Gran deportista. El deporte y la disciplina fueron claves en su vida. “Durante 40 años corrí todos los días en Chapultepec, de cinco a siete de la mañana, para después entrar al trabajo a las 10 y cerrar a las ocho de la noche. El 19 de septiembre, cuando fue el terremoto (1985), venía de correr”, recuerda don Miguel, sin esfuerzo.

“Estoy contento de haber vivido tantos años, porque he estado bien, supongo que cuando ya no esté bien, no querré andar por aquí; pero ahí vamos (…). Me fue muy bien cuando Miguel Alemán fue presidente; luego [Adolfo] Ruiz Cortines. Con Lázaro Cárdenas había dinero a manos llenas y lucía el dinero, no como ahora que no alcanza. Con mi comercio logré tener buenos carros, me divertí bastante, buena vida, buena comida… Pero ahora, bueno, ¡ya estoy muy trabajado!”.

Miguel Alonso Hernández, uno de sus nietos, interviene: “El abuelo es un hombre que se hizo a punta de disciplina, ejercicio, horarios estrictos respecto a sus alimentos, y tenía una buena aliada en casa: la abuela Enriqueta. De él he aprendido nociones de comercio, ahorro y administración, además de tolerancia y respeto.

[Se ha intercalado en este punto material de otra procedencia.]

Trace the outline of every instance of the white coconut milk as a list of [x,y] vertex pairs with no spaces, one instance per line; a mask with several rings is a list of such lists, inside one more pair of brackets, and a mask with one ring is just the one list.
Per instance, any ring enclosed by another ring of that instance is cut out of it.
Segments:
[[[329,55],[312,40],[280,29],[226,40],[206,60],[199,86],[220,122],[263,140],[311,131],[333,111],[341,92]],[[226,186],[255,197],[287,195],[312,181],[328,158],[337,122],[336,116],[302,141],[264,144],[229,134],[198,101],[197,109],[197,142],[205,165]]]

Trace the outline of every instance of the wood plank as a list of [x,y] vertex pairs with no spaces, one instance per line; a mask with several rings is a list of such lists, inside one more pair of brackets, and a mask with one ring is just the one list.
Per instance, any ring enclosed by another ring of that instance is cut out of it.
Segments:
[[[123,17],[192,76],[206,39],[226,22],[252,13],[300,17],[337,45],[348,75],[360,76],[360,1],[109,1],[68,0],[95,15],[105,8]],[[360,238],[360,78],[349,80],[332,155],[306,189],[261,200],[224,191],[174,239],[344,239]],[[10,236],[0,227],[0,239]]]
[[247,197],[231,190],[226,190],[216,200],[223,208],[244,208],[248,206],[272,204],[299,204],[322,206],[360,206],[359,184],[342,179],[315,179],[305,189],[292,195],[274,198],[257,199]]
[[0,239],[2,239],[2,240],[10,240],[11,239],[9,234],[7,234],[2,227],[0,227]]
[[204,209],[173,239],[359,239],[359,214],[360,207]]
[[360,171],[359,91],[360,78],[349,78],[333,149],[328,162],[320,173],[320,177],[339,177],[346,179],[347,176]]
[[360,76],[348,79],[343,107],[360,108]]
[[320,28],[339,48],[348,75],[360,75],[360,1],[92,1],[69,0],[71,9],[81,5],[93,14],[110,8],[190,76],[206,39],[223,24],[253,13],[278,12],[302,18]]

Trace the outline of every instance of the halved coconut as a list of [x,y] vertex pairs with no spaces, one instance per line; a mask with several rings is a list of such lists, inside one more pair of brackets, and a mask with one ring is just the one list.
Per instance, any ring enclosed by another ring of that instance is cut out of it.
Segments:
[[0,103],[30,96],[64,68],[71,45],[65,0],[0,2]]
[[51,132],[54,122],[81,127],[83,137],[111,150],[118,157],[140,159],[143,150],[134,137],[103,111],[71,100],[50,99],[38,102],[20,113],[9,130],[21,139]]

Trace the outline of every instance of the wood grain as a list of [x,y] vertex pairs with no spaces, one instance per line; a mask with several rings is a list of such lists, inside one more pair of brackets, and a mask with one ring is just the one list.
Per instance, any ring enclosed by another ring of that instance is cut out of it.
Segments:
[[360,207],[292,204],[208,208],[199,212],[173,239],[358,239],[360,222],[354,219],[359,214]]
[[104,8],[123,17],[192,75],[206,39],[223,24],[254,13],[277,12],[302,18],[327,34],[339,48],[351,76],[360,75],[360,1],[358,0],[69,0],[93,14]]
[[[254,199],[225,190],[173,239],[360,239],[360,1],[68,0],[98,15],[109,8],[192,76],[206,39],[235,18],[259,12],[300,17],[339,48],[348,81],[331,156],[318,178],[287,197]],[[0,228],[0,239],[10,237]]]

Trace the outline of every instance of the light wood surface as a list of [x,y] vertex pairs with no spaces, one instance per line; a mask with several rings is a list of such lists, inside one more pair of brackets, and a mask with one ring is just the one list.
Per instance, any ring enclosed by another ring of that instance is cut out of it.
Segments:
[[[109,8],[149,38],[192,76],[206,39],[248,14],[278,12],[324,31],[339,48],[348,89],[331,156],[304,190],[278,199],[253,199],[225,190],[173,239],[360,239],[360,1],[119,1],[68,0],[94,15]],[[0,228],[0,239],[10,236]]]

“Es un hombre con tolerancia a lo diverso y distinto; siempre fue un hombre moderno, abierto. Aún a sus 93 años algún día me acompañó a recibir un reconocimiento por mi trayectoria en el activismo LGBT.

“Mi abuelo ha despedido a padres, hermanos, esposas e hijo. Se ha ido separando de varios amigos y compañeros; ha visto al mundo transformarse y se ha adaptado a él. Lo único inconcebible para él sería ser cuidado por personas ajenas a la familia, en un albergue para adultos mayores. Eso sí… todos lo tenemos claro”, concluye Miguel Alonso, quien regresa a su abuelo, si le es posible todos los días, desde la tienda en Eje Central Lázaro Cárdenas hasta su casa en la colonia Álamos.

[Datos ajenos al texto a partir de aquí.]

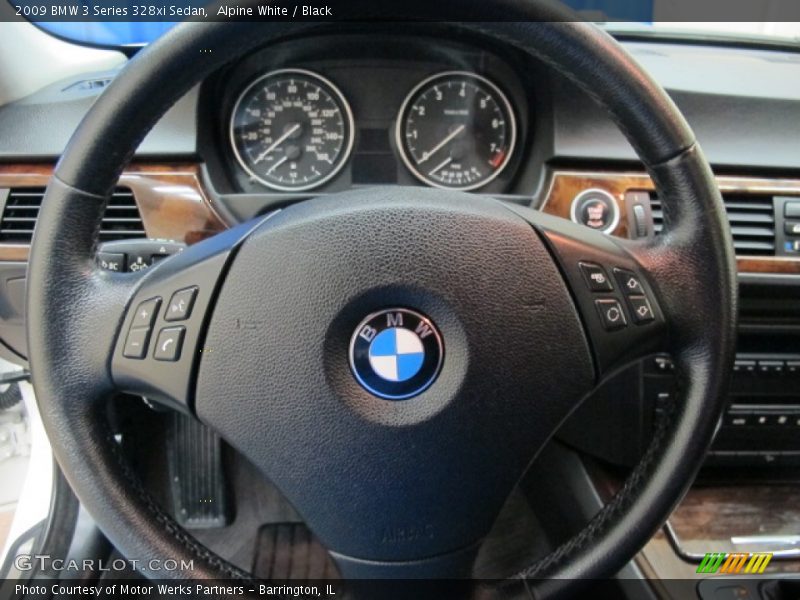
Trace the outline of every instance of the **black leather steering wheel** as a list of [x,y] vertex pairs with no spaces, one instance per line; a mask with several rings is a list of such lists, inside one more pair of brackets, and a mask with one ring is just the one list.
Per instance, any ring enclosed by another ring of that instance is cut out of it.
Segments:
[[[708,164],[666,93],[610,36],[532,2],[474,4],[459,14],[490,19],[490,8],[516,22],[450,27],[549,62],[608,110],[656,183],[664,233],[630,242],[475,195],[381,188],[293,205],[144,275],[101,271],[105,203],[152,125],[215,69],[314,28],[179,26],[130,61],[74,134],[29,265],[42,417],[70,484],[123,555],[194,560],[179,577],[248,577],[181,529],[127,467],[103,409],[116,390],[161,399],[219,432],[283,491],[345,577],[468,574],[558,426],[621,364],[655,350],[676,366],[668,422],[613,501],[509,589],[569,592],[614,573],[690,484],[722,410],[736,315],[732,244]],[[635,322],[622,280],[590,291],[580,262],[633,276],[653,319]],[[166,321],[172,294],[192,287],[191,316]],[[139,310],[153,298],[154,320]],[[444,346],[437,379],[403,401],[370,394],[348,363],[359,323],[392,308],[427,317]],[[174,326],[185,328],[179,358],[154,360],[152,340]],[[142,359],[125,356],[137,327],[151,331]]]

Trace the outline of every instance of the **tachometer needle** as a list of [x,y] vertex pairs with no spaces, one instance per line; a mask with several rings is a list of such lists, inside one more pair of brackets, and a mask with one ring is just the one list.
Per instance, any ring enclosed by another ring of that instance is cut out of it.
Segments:
[[270,168],[267,170],[267,175],[269,175],[270,173],[272,173],[272,172],[273,172],[275,169],[277,169],[278,167],[280,167],[280,166],[281,166],[283,163],[285,163],[287,160],[289,160],[289,157],[288,157],[288,156],[284,156],[282,159],[280,159],[278,162],[276,162],[274,165],[272,165],[272,166],[271,166],[271,167],[270,167]]
[[[267,157],[267,154],[269,154],[270,152],[272,152],[273,150],[275,150],[275,148],[277,148],[278,146],[280,146],[280,145],[281,145],[281,144],[282,144],[284,141],[286,141],[286,139],[288,139],[288,137],[289,137],[290,135],[292,135],[292,134],[293,134],[295,131],[297,131],[298,129],[300,129],[300,123],[295,123],[295,124],[294,124],[292,127],[290,127],[289,129],[287,129],[287,130],[284,132],[284,134],[283,134],[281,137],[279,137],[277,140],[275,140],[274,142],[272,142],[272,144],[270,144],[270,147],[269,147],[269,148],[267,148],[267,149],[266,149],[266,150],[264,150],[264,151],[263,151],[261,154],[259,154],[258,158],[257,158],[257,159],[255,159],[255,160],[253,161],[253,164],[254,164],[254,165],[255,165],[255,164],[258,164],[258,163],[260,163],[262,160],[264,160],[264,159]],[[274,168],[275,168],[275,167],[273,166],[273,169],[274,169]]]
[[436,153],[437,153],[439,150],[441,150],[442,148],[444,148],[444,147],[445,147],[445,146],[448,144],[448,142],[450,142],[450,141],[451,141],[451,140],[452,140],[454,137],[456,137],[456,136],[457,136],[459,133],[461,133],[462,131],[464,131],[464,129],[465,129],[465,128],[466,128],[466,125],[459,125],[459,126],[458,126],[458,127],[456,127],[455,129],[453,129],[453,131],[451,131],[451,132],[450,132],[450,135],[448,135],[448,136],[447,136],[446,138],[444,138],[444,139],[443,139],[441,142],[439,142],[438,144],[436,144],[436,145],[435,145],[433,148],[431,148],[430,150],[428,150],[427,152],[425,152],[425,153],[422,155],[422,157],[423,157],[423,158],[422,158],[422,160],[421,160],[421,161],[419,161],[419,163],[417,163],[417,164],[420,164],[420,165],[421,165],[422,163],[424,163],[424,162],[425,162],[426,160],[428,160],[428,159],[429,159],[431,156],[433,156],[433,155],[434,155],[434,154],[436,154]]
[[439,169],[442,169],[442,168],[446,167],[446,166],[447,166],[447,165],[449,165],[451,162],[453,162],[453,157],[452,157],[452,156],[448,156],[448,157],[447,157],[447,158],[445,158],[445,159],[444,159],[442,162],[440,162],[438,165],[436,165],[436,166],[433,168],[433,170],[432,170],[432,171],[428,171],[428,175],[433,175],[434,173],[436,173],[436,171],[438,171]]

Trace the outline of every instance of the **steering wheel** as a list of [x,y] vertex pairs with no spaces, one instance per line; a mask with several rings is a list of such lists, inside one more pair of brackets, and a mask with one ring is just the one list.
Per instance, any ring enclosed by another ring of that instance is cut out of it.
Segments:
[[[392,187],[292,205],[143,275],[101,271],[104,206],[153,124],[214,70],[317,25],[177,27],[129,62],[73,135],[29,264],[42,418],[123,555],[194,561],[176,577],[248,577],[164,513],[127,466],[104,413],[119,390],[218,432],[292,502],[345,578],[468,575],[554,431],[611,373],[654,351],[673,357],[678,392],[650,448],[583,531],[508,589],[569,592],[616,572],[692,481],[721,414],[736,317],[730,233],[692,131],[598,28],[532,2],[459,10],[465,21],[503,11],[514,21],[451,27],[547,61],[607,109],[655,181],[665,231],[621,240],[476,195]],[[598,279],[610,290],[596,291]],[[193,305],[172,320],[164,309],[178,291]],[[171,355],[158,343],[170,328]],[[398,361],[397,340],[410,344],[412,375],[380,375],[378,336],[394,339]],[[162,350],[167,359],[154,358]]]

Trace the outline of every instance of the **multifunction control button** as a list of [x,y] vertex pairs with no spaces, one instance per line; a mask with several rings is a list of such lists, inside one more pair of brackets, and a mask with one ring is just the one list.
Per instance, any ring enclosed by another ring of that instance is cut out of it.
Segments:
[[125,339],[122,355],[126,358],[144,358],[147,354],[147,342],[150,340],[150,329],[131,329]]
[[586,285],[593,292],[610,292],[614,289],[611,285],[611,280],[606,275],[606,270],[600,265],[594,263],[580,262],[578,266],[581,268],[583,278],[586,280]]
[[140,302],[133,314],[131,325],[128,328],[128,337],[125,338],[125,347],[122,355],[126,358],[142,359],[147,355],[147,344],[150,341],[150,332],[153,327],[161,298],[150,298]]
[[637,324],[649,323],[655,319],[653,309],[645,296],[628,296],[633,322]]
[[176,361],[181,357],[185,327],[166,327],[158,333],[153,358],[156,360]]
[[619,287],[622,289],[623,293],[634,296],[640,295],[644,293],[642,289],[642,282],[639,281],[639,278],[636,274],[631,273],[630,271],[625,271],[624,269],[614,269],[614,277],[617,278],[619,282]]
[[131,321],[131,329],[151,327],[158,314],[159,304],[161,304],[161,298],[151,298],[139,304],[133,315],[133,321]]
[[603,327],[608,331],[621,329],[627,325],[625,321],[625,314],[622,312],[622,305],[614,298],[602,298],[595,300],[594,305],[597,307],[597,312],[600,313],[600,320]]
[[192,314],[192,306],[197,296],[197,288],[190,287],[178,290],[172,294],[172,299],[167,305],[167,312],[164,315],[166,321],[184,321]]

“El abuelo quiere seguir siendo autosuficiente hasta donde pueda; él tiene un sueldo en la tienda y todos los días se ejercita un poco en el jardín y al sol. Sigue siendo ejemplo de trabajo y constancia, de fortaleza, y ha llevado con dignidad incluso su vejez”.

“¡No hay otra manera de progresar si no es trabajando, estudiando, y yo me siento bien y mejor cuando además hago mi gimnasia!”, dice don Miguel.

“Tuve una buena niñez. Mi madre me quiso, tengo un gran recuerdo de ella, me enseñó a comer bien, a cuidarme, a ser responsable, pulcro, aunque sólo haya vivido con ella pocos años. A mi padre no lo conocí, murió cuando tenía cinco meses de nacido. Después, al casarme, quise mucho a mi esposa y ella me quiso mucho. Tuve esa suerte. He tenido problemas, pero bueno… ¡ Ya después de 102 años soy incorregible! Creo que hay que hacer las cosas lo mejor que se pueda y siempre trabajar y estar activo”, concluye rodeado de algunas de sus hijas, nietos y bisnietos.

—¿Cuál es la clave de la longevidad? —se le pregunta antes de despedirnos.

—¡Yo les recomiendo que tengan buena vida, que estudien, que se alimenten bien, que lean, acérquense al arte, cuiden su trabajo, que traten bien a su familia, no se peleen entre si, no se odien, hagan deporte, lleven una buena alimentación y llévense bien con la familia! —concluye, no sin antes levantar su copa y decir: “¡Salud, jóvenes... por la familia!”.